By EU vs Disinfo

The story about Russia’s 18th Century “Potemkin villages” is well known also outside Russia.

When Catherine the Great travelled with foreign dignitaries to inspect the Russian Empire’s newly conquered southern territories, governor and military commander Grigory Potemkin allegedly built fake mobile villages, inhabited with officials dressed up as villagers, to make the region look more prosperous.

When President Putin last week travelled to the city of Omsk in Siberia, Russia’s state-controlled TV Rossiya 1 produced a report which included images of a green recreational landscape surrounding a residential area.

The images appeared at the end of the report from Omsk, in which the TV channel’s speaker had told viewers that: “The city has changed a lot in recent years, bicycles have appeared, the historical centre has been restored. Now it is green everywhere”.

The comment that “the city has changed a lot” backfired when commenters started discussing the news item.

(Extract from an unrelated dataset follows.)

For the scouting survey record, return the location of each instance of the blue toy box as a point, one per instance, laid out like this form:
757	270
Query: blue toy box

“I’ve lived here for 20 years and I don’t seem to remember that we had such picturesque landscapes. Omsk is a damned terrible grey panel building city. I immediately wondered what this was, and in the end we dug up that it is in fact Mitino in Moscow!” a local man from Omsk said on a discussion forum, as quoted by Medusa.

Rossiya 1 turned down Medusa’s request for a comment.

It is not the first time Russian state-controlled television uses fake images as illustrations.

A screenshot from a computer game called “Arma 3” was used in February as an illustration of combat in Syria. In November 2017, Russia’s Ministry of Defence published sequences taken from the computer game “AC-130 Gunship Simulator: Special Ops Squadron” as what the Ministry labelled “irrefutable proof that the US provides cover for ISIS combat troops” in Syria.